In CS Releases & Articles

By Coptic Solidarity –

The minor Coptic girl Abigail Magdy Zakaria, 17 (born in May 2005), “disappeared” on Sunday Aug. 7, hours after she left home early to attend the 7:30 Sunday mass. Her phone was later found to be switched off.

She lives in Saraqna village, Qusseyah, Assiut governorate, and studies at a commercial secondary school.

As Abigail could not be found anywhere, the family reported her disappearance to the police, and a report was made, under “556 Qusseyah 07/08.” The “National Security Agency” was informed, but did not give any indication of pursuing the issue..

The youngest of four children, she lived alone with her parents. She has two married sisters and a brother who works in a Red Sea town. Her father, 60, owns a small grocery shop.

According to Mina Eid, a neighbor and family friend, the family is quite perplexed, as their daughter never showed any signs of what could have caused her disappearance. For the time-being they have only some guesses as to who could have lured their child away.

As usual in such cases, the family is broken in tears and beg the authorities to help find their child. Friends and family assist the search for her and try to mobilize the opinion on social media.


Disappearance of Coptic girls, a rampant phenomenon in Egypt over the past three decades, that qualifies under international law as “human trafficking,” has become worse in recent years. Typically, organized Islamic groups target certain girls to lure and convert them to Islam. The police and state security agency often turn a blind eye to such crimes and may even help whisk the victim to Al-Azhar’s conversion office to complete the official conversion certificate in record time. In the rare cases where a girl is returned to her family, the culprits are never held accountable. In other words, the supposedly law-preserving authorities act as implicit, if not explicit, partner in such heinous crimes.

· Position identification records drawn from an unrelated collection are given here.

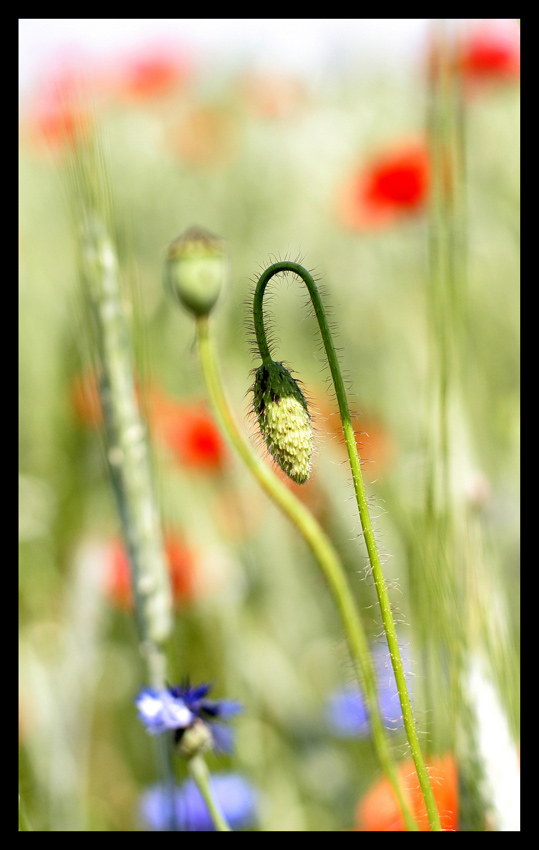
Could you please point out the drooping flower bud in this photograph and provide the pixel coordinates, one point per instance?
(196, 269)
(284, 420)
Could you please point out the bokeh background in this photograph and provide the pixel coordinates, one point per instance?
(287, 139)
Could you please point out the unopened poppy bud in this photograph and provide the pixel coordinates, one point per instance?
(196, 269)
(195, 740)
(284, 420)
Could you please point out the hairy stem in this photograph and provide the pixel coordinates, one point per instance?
(321, 548)
(200, 773)
(361, 498)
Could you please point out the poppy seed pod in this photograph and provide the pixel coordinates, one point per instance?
(196, 269)
(284, 420)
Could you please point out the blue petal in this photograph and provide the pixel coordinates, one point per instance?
(235, 796)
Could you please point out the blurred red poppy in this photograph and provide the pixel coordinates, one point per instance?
(182, 565)
(205, 137)
(85, 399)
(374, 442)
(275, 96)
(379, 811)
(189, 431)
(490, 54)
(58, 116)
(154, 72)
(393, 185)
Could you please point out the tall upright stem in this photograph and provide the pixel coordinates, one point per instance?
(361, 499)
(322, 550)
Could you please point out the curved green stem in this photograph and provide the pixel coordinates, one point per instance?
(201, 775)
(361, 498)
(321, 548)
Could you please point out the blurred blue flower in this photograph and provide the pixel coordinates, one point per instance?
(234, 795)
(346, 709)
(179, 707)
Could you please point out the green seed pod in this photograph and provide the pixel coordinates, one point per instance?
(196, 269)
(284, 420)
(195, 740)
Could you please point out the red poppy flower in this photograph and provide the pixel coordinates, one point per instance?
(154, 73)
(205, 137)
(189, 431)
(276, 96)
(379, 810)
(58, 116)
(490, 54)
(85, 399)
(394, 184)
(182, 566)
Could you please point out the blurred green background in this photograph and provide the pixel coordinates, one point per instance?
(259, 160)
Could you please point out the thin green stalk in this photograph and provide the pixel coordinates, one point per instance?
(125, 432)
(361, 498)
(201, 775)
(321, 548)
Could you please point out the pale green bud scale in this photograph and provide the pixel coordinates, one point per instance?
(284, 420)
(197, 268)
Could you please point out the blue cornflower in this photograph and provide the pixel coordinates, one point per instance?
(347, 711)
(181, 707)
(233, 794)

Needless to say, minor persons (under 18) cannot, by law, take such actions as converting, without the approval of their parents or custodian. But laws are made to be broken by those who have the power to do!

And of course, it is not a matter of freedom (“what’s wrong with a Coptic girl falling in love with a Muslim man or converting to Islam?”) as the rare opposite cases (a Muslim girl dating a Christian man) almost always lead to riots by Muslim mobs and massive attacks on innocent Copts.

In 1863, khedive Ismail established a system whereby if a (major) Coptic person desired to convert to Islam, the state authorities had to summon a priest and several (prominent) Copts to discuss with the person in question, and ultimately have him/her sign a statement confirming the intent to convert with own free will. Such “advisory sessions” remained in force until they were cancelled in 2004 by the then-minister of Interior. Numerous calls ever since to re-establish the process fell on deaf ears.

Ironically, the Church leaders from all denominations, who wouldn’t miss a chance to heap praise on president el-Sisi, rarely lift a finger to defend their children or condemn such blatant crimes.